That is probably true. But we shouldn’t forget that these people can do these things often because they are supported by a large number of people who do the mundane tasks that need to be done.
The keyword "impactful engineering" needs some clarification though.
It does not mean there's a 100x guy walking around the office while everyone is slacking off.
A specific proof of concept hacked together by a guy in a week might eventually become the company's flagship product. That's impact. However, the thing needs to be rewritten from scratch to become production ready or even deployable, and that takes far more work that does not fit the definition of "impactful".
I personally know a principal engineer of a FANG which single-handedly wrote the proof of concepts of more than a few projects that thousands of users use every single day. From his own words following one of his recent presentations, "this needs to be rewritten from scratch as this would get me rejected from our job interviews".
A surgical ten lines of code across 5 services can absolutely create billions of dollars out of thin air. The combination of technical, political and domain expertise required for such changes is relatively rare.
(I mean political in the purest, non-controversial sense, i.e. the communication skills to answer objections and acquire group consensus on the required change.)
Meta-meta-question: assuming that it does, how does the line get described (let alone drawn) dividing "this work contributes to identifying the 1%" from "this is a waste of time"?
(Insert something about gradient descent and local vs global maximums here)
I'll call this a genuine question, I could definitely use some refinement of my own optimization of this problem space (and not wind up in micro-optimized dead ends etc).

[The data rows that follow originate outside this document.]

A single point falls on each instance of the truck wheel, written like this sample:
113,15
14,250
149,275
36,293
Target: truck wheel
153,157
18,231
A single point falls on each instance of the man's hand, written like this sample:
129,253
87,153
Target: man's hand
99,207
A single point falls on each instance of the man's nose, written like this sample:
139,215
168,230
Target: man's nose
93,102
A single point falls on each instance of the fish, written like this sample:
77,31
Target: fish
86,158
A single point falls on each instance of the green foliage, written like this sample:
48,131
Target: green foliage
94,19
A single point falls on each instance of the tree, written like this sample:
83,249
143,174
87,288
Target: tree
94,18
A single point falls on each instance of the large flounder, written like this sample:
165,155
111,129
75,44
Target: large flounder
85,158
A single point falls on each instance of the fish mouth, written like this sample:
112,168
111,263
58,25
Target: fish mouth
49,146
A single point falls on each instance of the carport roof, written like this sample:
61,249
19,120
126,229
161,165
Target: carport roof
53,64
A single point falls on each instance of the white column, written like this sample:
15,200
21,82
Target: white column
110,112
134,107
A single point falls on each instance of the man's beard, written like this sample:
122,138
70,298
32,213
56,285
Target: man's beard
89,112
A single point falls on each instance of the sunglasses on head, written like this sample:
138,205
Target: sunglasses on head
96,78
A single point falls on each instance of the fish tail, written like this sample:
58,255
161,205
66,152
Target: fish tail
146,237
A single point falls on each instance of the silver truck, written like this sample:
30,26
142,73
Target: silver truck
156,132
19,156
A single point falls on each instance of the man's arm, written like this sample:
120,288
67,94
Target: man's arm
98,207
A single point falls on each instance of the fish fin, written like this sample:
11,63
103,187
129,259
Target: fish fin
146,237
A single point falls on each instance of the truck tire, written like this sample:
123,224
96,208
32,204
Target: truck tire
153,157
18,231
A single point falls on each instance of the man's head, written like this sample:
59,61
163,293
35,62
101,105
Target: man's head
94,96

If the payoff in the 1% case is high enough, then you don't have to know beforehand! Just do all 100 changes and the one winner pays for all the rest.
It's all a numbers game. The median member of your kernel team, the median fire extinguisher, the median link to a sales web page, the median joist in a floor, all will do nothing of note. But if you distribute the resources properly they will hopefully be where they are needed to generate a positive ROI that pays for the overall system. If you zoom in too much or too little it all looks silly.
You need a bench. Some of the brilliant folks who are great at pushing through problems are awful and maintenance and sustainment. I worked for a bit in a SWAT engineering team tasked with addressing crisis problems or emergency response. If you don’t have people you’re developing on the bench, you won’t be able to respond to those types of things and will get bogged down with tech debt.
I was a faux “10x” person because I had license to break the rules to get shit done - because the value of what we were doing was higher than the cost of cleaning up the mess. (Not because of any brilliance on my or the teams part) We did two years worth of work in a month, but it’s still being refactored 3 years later.